Alerta ecológico
Segundo pesquisa organizada pelo Programa das Nações Unidas para o Meio Ambiente (PNUE) junto a 200 especialistas de 50 países, a falta d’água e o aquecimento do planeta serão os problemas mais preocupantes do século XXI. Este informe do PNUE, intitulado GEO-2000, apresenta uma perspectiva alarmante: o ciclo mundial de renovação da água parece incapaz de responder à demanda nas próximas décadas. Ademais, a degradação da Terra anulou muitos avanços conquistados na produtividade agrícola, a poluição do ar atingiu níveis de crise em muitas cidades e o aquecimento global aparece atualmente como inevitável. O PNUE constata que o meio ambiente continua de fora das principais correntes de consciência dos homens.
Segundo o programa da ONU, a integração da reflexão sobre o meio ambiente nos processos de decisão – em relação à agricultura, comércio, investimento, pesquisa, desenvolvimento ou finanças – representa atualmente a melhor, talvez a única, oportunidade de se chegar a ações efetivas.
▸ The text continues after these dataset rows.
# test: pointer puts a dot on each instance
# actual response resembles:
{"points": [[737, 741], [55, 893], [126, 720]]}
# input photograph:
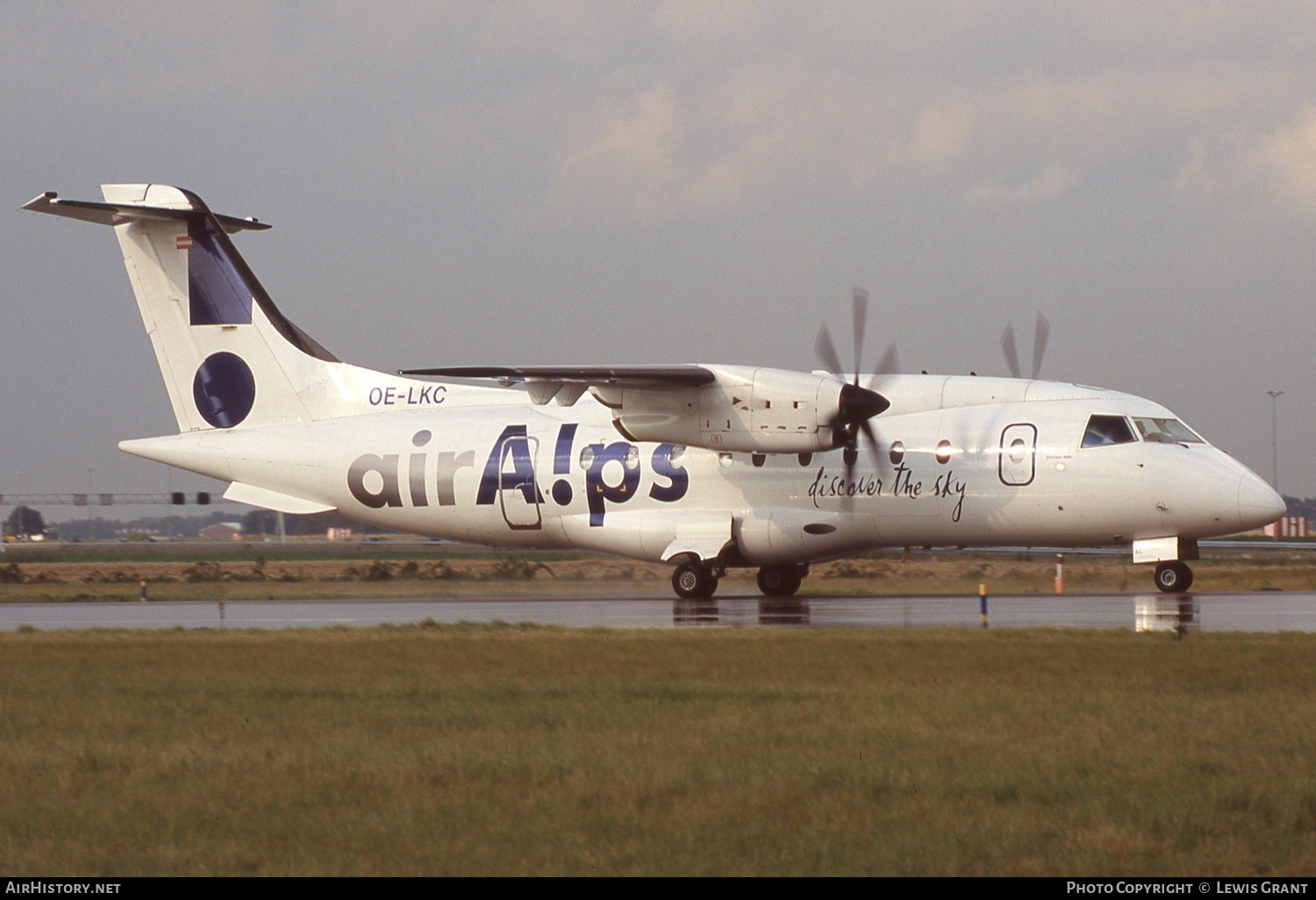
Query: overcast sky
{"points": [[460, 183]]}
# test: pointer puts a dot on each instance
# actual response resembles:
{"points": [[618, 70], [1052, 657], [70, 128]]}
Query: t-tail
{"points": [[226, 353]]}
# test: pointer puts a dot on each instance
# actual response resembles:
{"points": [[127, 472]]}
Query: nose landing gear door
{"points": [[1018, 454], [519, 492]]}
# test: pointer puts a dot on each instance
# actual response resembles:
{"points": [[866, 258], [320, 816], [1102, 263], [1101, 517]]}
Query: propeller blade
{"points": [[890, 362], [860, 310], [1044, 331], [866, 426], [826, 352], [1007, 345]]}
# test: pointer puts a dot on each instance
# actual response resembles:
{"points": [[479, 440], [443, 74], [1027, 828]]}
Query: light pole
{"points": [[1274, 439]]}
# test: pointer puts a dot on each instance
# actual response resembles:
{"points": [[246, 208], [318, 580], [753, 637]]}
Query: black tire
{"points": [[779, 582], [694, 582], [1173, 576]]}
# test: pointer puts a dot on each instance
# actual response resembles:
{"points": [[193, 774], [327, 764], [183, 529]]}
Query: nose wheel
{"points": [[692, 581], [1173, 576]]}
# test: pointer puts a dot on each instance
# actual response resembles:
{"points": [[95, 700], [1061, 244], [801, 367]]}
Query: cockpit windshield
{"points": [[1103, 431], [1166, 431]]}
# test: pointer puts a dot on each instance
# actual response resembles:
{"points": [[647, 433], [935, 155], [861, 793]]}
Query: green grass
{"points": [[532, 750]]}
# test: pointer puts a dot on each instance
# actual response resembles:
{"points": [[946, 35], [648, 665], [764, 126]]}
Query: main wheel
{"points": [[692, 581], [1173, 576], [779, 582]]}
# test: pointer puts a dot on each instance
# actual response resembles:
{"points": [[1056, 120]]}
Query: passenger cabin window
{"points": [[1166, 431], [1103, 431]]}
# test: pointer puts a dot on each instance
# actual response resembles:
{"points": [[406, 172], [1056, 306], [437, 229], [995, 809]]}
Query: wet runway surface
{"points": [[1207, 612]]}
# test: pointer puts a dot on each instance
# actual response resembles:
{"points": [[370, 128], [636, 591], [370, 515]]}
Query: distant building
{"points": [[1287, 526], [223, 532]]}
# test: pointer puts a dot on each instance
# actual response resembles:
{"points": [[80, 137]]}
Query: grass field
{"points": [[529, 750]]}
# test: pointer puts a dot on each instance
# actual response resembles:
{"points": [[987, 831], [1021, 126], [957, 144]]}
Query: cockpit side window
{"points": [[1166, 431], [1103, 431]]}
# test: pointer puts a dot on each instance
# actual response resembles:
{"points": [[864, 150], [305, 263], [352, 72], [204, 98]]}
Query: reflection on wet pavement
{"points": [[1158, 612]]}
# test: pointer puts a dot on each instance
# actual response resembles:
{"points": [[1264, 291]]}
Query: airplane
{"points": [[705, 468]]}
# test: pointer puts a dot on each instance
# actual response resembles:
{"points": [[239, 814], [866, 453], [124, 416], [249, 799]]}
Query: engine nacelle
{"points": [[745, 410]]}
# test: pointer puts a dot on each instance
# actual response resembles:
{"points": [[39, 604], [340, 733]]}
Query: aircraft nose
{"points": [[1258, 504]]}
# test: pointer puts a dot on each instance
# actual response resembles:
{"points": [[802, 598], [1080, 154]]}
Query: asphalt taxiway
{"points": [[1205, 612]]}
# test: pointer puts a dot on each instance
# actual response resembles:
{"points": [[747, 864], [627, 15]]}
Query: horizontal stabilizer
{"points": [[268, 499], [118, 213], [647, 376]]}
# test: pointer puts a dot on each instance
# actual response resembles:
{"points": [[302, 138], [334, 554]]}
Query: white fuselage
{"points": [[486, 465]]}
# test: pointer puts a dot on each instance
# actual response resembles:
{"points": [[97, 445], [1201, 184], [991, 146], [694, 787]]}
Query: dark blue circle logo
{"points": [[224, 389]]}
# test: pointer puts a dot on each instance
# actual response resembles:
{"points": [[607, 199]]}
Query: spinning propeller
{"points": [[1040, 334], [857, 405]]}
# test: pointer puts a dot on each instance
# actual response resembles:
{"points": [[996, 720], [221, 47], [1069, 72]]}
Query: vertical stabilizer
{"points": [[226, 354]]}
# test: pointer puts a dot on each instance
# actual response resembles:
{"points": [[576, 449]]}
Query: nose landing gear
{"points": [[781, 581], [1173, 576]]}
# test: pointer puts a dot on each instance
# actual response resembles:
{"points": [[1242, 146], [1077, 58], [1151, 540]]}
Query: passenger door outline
{"points": [[1018, 463]]}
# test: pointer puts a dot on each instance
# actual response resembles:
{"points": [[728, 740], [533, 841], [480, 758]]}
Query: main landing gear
{"points": [[1173, 576], [694, 581]]}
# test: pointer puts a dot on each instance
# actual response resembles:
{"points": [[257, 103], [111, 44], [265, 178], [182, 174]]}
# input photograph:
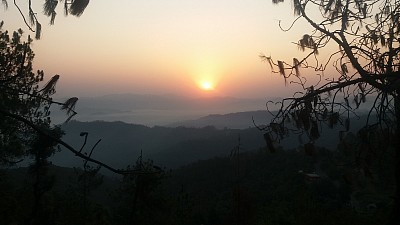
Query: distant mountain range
{"points": [[184, 143], [151, 110]]}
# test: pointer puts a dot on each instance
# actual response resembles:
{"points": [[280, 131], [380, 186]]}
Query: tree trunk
{"points": [[396, 207]]}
Ocorre, porém, como lamenta o Programa, que os bancos centrais, os organismos comerciais e de planejamento deixam com frequência as soluções de desenvolvimento duradouro em proveito das alternativas econômicas de curto prazo.
Essa advertência, que representa um alerta dos mais sérios sobre o próprio futuro da raça humana, foi lançada há menos de três meses durante a conferência ministerial encarregada de lançar um ciclo multilateral da Organização Mundial do Comércio (OMC), que se realizou na cidade norte-americana Seattle. Todavia, o resultado do levantamento apresentado ali, como tantos outros que vêm sendo feitos nos últimos anos, parece não encontrar muito eco, apesar de todas as evidências a respeito da crítica situação em que o planeta se encontra. O informe da ONU a respeito lembra que um dos grandes desafios atuais é o de promover a liberalização do comércio, ao mesmo tempo em que se reforça a proteção dos recursos naturais, condição fundamental para que a humanidade possa continuar vivendo em condições adequadas na face da Terra.
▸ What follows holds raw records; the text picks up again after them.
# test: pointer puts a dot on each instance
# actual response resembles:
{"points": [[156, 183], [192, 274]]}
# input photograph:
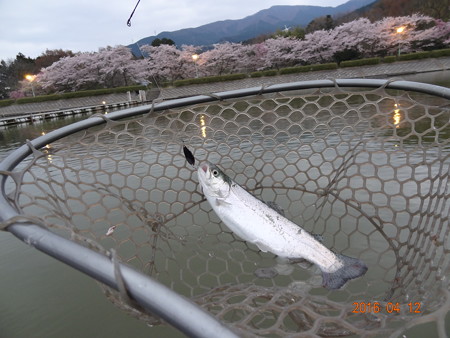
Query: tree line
{"points": [[361, 38]]}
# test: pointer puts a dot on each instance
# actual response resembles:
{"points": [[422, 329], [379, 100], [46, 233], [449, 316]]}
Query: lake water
{"points": [[41, 297]]}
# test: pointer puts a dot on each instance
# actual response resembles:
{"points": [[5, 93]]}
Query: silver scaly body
{"points": [[255, 222]]}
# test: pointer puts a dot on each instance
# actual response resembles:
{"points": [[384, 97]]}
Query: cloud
{"points": [[31, 27]]}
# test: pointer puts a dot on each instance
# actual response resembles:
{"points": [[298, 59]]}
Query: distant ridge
{"points": [[263, 22]]}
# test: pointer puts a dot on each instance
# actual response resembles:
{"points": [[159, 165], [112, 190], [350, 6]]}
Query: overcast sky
{"points": [[32, 26]]}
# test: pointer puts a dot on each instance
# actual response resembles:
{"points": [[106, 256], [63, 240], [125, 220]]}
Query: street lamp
{"points": [[195, 58], [30, 78], [400, 30]]}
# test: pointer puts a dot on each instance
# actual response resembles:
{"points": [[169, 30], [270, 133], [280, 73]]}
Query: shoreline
{"points": [[29, 112]]}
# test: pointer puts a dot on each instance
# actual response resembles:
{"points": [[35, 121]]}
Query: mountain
{"points": [[439, 9], [263, 22]]}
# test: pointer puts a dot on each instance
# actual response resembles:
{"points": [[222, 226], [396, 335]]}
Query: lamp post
{"points": [[400, 30], [195, 58], [30, 78]]}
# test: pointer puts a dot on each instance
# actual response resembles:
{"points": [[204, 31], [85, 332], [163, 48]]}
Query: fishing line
{"points": [[132, 13]]}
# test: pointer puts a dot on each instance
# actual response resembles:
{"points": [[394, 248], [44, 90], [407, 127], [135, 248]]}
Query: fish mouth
{"points": [[204, 167]]}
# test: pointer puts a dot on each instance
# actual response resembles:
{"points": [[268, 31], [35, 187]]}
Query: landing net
{"points": [[365, 167]]}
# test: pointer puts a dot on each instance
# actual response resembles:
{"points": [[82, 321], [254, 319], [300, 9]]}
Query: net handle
{"points": [[150, 294], [147, 292]]}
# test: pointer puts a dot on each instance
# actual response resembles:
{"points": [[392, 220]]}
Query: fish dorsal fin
{"points": [[275, 207]]}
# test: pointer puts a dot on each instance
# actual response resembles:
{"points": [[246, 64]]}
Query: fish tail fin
{"points": [[353, 268]]}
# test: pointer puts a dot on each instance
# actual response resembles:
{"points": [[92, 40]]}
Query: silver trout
{"points": [[255, 222]]}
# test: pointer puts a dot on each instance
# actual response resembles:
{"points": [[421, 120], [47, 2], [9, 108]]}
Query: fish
{"points": [[189, 156], [254, 221]]}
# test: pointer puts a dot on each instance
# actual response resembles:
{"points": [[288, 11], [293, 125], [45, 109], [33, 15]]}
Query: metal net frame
{"points": [[365, 164]]}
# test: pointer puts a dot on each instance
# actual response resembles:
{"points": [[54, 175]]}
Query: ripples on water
{"points": [[281, 143]]}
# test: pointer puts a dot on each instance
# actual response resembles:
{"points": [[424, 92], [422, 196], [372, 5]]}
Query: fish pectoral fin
{"points": [[221, 201]]}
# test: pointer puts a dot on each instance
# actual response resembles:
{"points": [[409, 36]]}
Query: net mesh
{"points": [[368, 170]]}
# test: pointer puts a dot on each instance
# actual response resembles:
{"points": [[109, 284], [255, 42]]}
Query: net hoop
{"points": [[144, 290]]}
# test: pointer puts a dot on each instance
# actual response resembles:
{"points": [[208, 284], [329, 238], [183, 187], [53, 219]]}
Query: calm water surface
{"points": [[41, 297]]}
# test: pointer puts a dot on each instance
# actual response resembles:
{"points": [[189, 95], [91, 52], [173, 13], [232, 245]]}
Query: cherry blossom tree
{"points": [[116, 66]]}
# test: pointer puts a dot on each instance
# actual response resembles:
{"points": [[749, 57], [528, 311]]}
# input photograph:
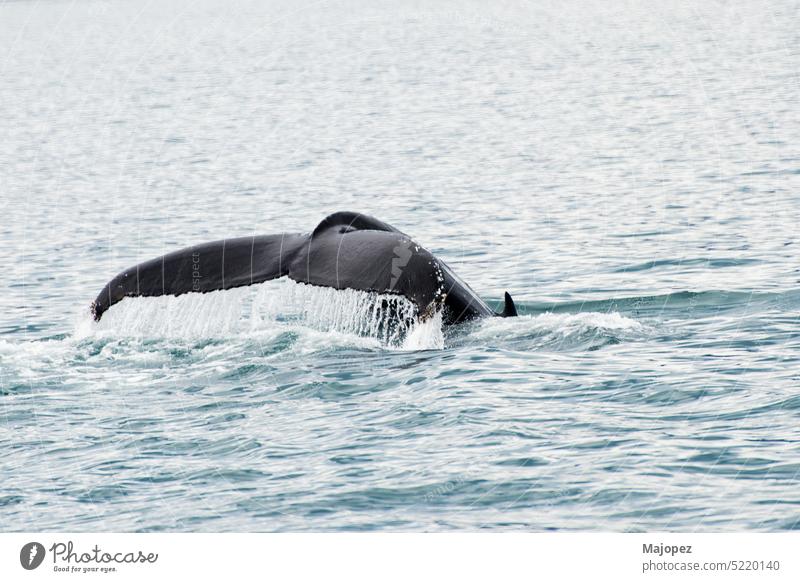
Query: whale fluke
{"points": [[347, 250]]}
Em um detalhamento do referido estudo, informa-se que na região Ásia-Pacífico, onde vivem 60% da população mundial, um em cada três moradores não tem acesso a água potável, sendo que a falta d’água será um fator que limitará a produção de alimentos. São também citadas no informe uma dezena de cidades em que a poluição por gases excede em pelo menos cem por cento os níveis estabelecidos pela Organização Mundial da Saúde (OMS), entre elas Bangcoc, Pequim, Calcutá, Nova Delhi, Seul e Xangai. Nestas cidades asiáticas, o nível de fumaça e pó é pelo menos cinco vezes maior que o de países industrializados. Na África, que perdeu 49 milhões de hectares de bosques tropicais entre 1980 e 1995, é alarmante a falta de especialistas, o que agrava os problemas do meio ambiente.
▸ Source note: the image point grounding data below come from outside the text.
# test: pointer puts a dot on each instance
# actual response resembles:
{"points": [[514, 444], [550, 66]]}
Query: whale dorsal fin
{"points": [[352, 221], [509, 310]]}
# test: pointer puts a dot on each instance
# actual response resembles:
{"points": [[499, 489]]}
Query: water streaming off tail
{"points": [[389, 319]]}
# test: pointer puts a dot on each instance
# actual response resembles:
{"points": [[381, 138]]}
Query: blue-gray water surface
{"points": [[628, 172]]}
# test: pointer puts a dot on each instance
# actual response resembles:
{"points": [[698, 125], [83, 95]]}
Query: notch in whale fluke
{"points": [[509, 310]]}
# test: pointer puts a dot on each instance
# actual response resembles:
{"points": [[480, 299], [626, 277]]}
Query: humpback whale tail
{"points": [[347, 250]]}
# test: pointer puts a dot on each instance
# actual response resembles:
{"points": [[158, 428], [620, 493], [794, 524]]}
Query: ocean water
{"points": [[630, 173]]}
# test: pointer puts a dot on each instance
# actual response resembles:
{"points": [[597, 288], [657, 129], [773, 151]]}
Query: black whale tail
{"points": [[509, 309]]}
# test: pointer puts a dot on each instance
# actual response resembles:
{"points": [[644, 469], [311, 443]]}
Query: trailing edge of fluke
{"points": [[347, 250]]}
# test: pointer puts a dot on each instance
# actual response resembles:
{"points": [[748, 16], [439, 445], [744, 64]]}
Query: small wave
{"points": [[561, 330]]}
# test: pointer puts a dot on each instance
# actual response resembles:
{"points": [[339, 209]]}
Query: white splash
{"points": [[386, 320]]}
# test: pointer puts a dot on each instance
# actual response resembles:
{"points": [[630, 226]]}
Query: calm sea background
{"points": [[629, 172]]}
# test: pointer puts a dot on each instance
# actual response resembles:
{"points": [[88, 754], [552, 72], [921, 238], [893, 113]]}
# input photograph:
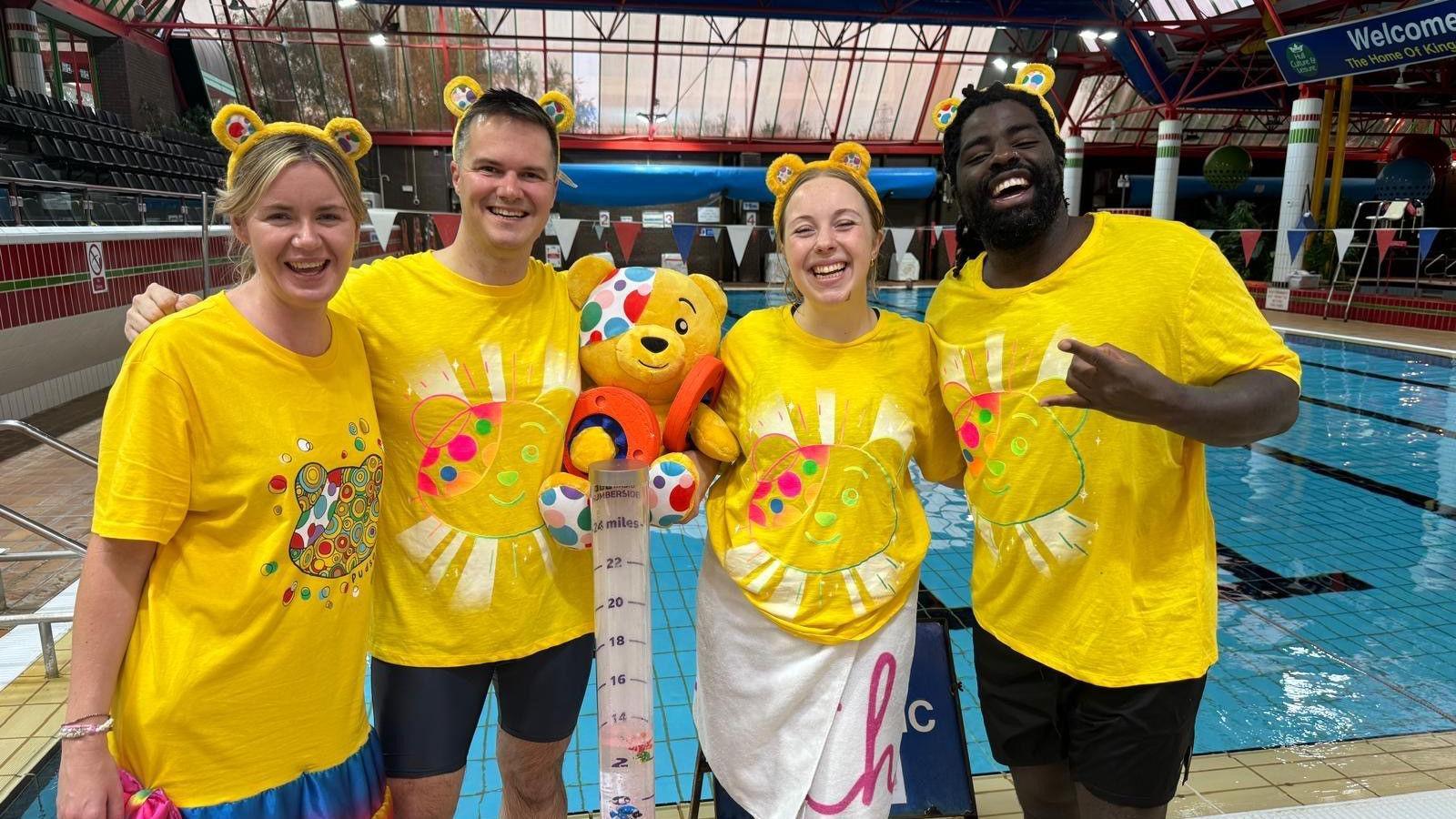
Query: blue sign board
{"points": [[936, 765], [1419, 34]]}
Há algumas décadas, previsões alarmantes sobre o futuro do homem na Terra eram uma exclusividade dos autores de ficção. Mesmo entre estes, a maioria antecipava destruição em consequência de alguma guerra nuclear. Poucos eram os que anteviam a tragédia provocada pela falta de consciência ecológica que levaria à destruição pelo homem do seu meio ambiente. Atualmente, como confirma este relato do programa da ONU, as perspectivas mais negativas estão se tornando reais. Com a população da Terra chegando, no próximo outubro, a 6 bilhões de pessoas, é perceptível que se torna urgente a conscientização mundial sobre o assunto para que se possa tentar reverter um quadro altamente perigoso para o futuro da raça humana.